A Russian envoy to the United Nations says Moscow has requested a meeting of the UN Security Council on August 11 to discuss issues concerning the Zaporizhzhya nuclear power plant, which its troops seized early in the five-month-old invasion of Ukraine.

First Deputy Permanent Representative to the UN Dmitry Polyanskiy also confirmed on August 10 that Russia wanted the head of the UN's atomic energy agency (IAEA), Rafael Grossi, to brief attendees at the meeting.

It would follow increasingly urgent international safety concerns and with the Russian occupiers reportedly preparing to redirect its electricity production in a dangerous pivot that relies on diesel generators and other aging technology.

Desperate safety warnings from Ukrainian and UN atomic experts have been compounded in the past week by intensified shelling around Zaporizhzhya and accusations and counteraccusations of risky behavior by the warring sides.

Operator Enerhoatom and exhausted Ukrainian workers still manning the facility five months after its capture by Russian forces have repeatedly warned of the risks of a nuclear catastrophe.
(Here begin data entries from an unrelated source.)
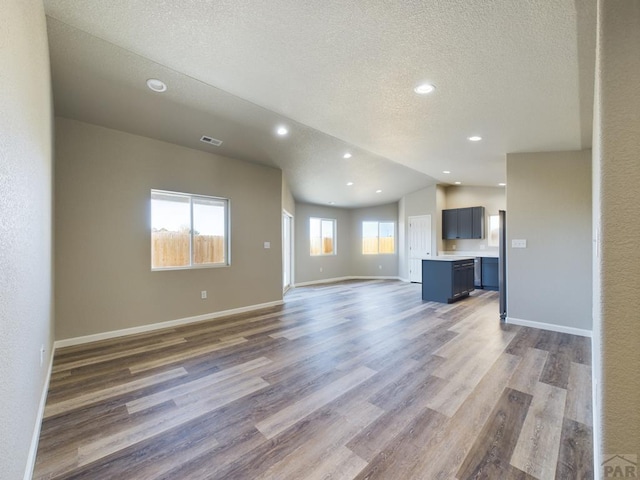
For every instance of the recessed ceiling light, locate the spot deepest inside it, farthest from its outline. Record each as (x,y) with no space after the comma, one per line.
(424,88)
(157,85)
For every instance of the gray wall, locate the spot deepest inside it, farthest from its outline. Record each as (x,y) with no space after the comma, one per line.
(549,205)
(103,277)
(288,202)
(492,199)
(26,320)
(373,265)
(617,223)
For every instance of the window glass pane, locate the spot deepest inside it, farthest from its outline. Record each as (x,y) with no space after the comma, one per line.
(369,238)
(209,231)
(170,230)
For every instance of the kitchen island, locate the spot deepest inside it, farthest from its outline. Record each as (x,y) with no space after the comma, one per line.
(447,279)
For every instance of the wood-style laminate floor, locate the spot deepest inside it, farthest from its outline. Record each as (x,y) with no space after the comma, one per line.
(356,380)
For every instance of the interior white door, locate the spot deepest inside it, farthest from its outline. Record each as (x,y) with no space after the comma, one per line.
(287,250)
(419,245)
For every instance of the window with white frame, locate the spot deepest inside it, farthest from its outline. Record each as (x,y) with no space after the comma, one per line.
(188,231)
(378,238)
(322,234)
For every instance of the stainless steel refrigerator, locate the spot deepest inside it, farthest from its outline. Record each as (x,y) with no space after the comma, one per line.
(502,264)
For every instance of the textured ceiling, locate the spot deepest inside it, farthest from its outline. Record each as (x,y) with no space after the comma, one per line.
(341,75)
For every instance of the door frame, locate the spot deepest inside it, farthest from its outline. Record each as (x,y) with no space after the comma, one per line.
(409,257)
(287,248)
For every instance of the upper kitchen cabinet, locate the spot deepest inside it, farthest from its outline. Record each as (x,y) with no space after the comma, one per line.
(463,223)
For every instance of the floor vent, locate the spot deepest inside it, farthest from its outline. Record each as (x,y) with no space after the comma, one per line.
(211,141)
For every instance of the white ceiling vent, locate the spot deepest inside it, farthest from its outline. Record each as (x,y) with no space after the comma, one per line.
(212,141)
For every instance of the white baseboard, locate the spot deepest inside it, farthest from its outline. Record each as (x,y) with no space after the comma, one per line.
(158,326)
(342,279)
(550,326)
(35,438)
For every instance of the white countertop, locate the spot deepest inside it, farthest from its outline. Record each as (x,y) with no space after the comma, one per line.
(467,253)
(449,258)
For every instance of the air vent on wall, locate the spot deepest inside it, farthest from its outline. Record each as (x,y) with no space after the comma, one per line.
(212,141)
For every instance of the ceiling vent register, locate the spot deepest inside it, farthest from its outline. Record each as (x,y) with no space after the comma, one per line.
(211,141)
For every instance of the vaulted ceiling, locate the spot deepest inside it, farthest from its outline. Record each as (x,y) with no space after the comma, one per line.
(340,75)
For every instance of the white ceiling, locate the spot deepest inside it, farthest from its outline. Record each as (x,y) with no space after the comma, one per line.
(340,74)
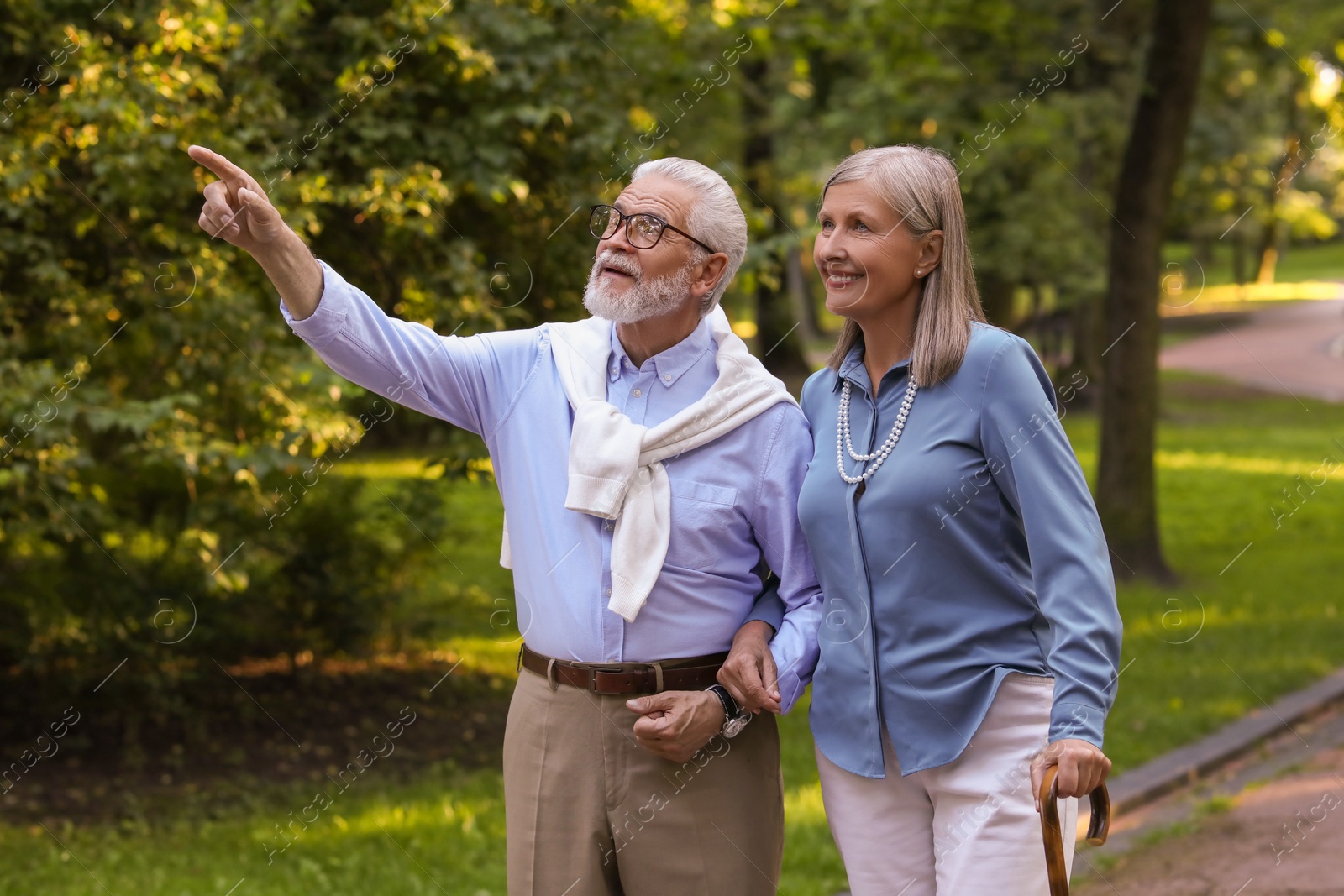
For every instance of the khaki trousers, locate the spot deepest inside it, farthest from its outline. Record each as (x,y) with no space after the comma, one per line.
(591,813)
(964,829)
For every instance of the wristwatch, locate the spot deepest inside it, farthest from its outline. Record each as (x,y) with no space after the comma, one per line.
(734,718)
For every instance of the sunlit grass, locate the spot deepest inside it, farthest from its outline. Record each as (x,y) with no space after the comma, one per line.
(1256,616)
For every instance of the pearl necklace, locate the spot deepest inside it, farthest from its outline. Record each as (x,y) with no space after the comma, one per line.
(882,453)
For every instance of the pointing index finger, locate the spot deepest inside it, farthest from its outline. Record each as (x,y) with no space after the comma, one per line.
(218,164)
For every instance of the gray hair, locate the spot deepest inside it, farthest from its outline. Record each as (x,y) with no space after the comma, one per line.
(716,217)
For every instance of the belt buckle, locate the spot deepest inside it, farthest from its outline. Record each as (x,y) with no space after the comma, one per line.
(593,681)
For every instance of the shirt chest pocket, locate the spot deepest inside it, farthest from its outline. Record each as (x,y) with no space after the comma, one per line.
(705,524)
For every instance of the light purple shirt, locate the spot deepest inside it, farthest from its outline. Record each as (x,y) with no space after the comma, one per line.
(734,500)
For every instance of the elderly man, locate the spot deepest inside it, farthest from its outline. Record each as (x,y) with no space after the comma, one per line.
(648,465)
Zaporizhzhya is Europe's largest nuclear plant, and it houses six of Ukraine's 15 reactors.

On August 9, Enerhoatom also warned that the occupiers were preparing to redirect Zaporizhzhya's output to Crimea, which Russia forcibly annexed from Ukraine eight years ago.

Enerhoatom President Petro Kotin told Ukrainian television that Russian energy agency Rosatom's plan was "aimed at connecting the [Zaporizhzhya] plant to the Crimean electricity grid."

He said doing that requires damaging power lines that lead to the Ukrainian grid and said at least three lines were already damaged, leaving Zaporizhzhya "operating with only one production line, which is an extremely dangerous way of working."

"When the last production line is disconnected," he said, "the plant will be powered by generators running on diesel. Everything will then depend on their reliability and fuel stocks."

UN Secretary-General Antonio Guterres on August 8 called any attack on a nuclear plant "suicidal" and demanded that UN inspectors be given access to Zaporizhzhya.

On August 9, the IAEA's Grossi said of reports of recent shelling damage that, based on the information provided by Ukraine, "IAEA experts assessed that there was no immediate threat to nuclear safety as a result of [shelling on August 6]."

The same day, Yevhen Balytskiy, the head of the Russian military administration in the region around Zaporizhzhya told Russian television that "the power plant's air-defense systems are being reinforced."

Kyiv and some Western leaders have accused Russia of "nuclear blackmail" through its army's actions with respect to Zaporizhzhya and other Ukrainian nuclear facilities and Moscow's repeated hints that it might deploy its nuclear arsenal in response to Western actions stemming from the Ukraine conflict.

Ukrainian officials have blamed shelling that killed at least 13 civilians overnight on August 9-10 on Russian forces operating in or around Zaporizhzhya.

On August 10, the foreign ministers of the Group of Seven (G7) leading industrialized countries demanded that Russia return control of the Zaporizhzhya plant to Ukraine.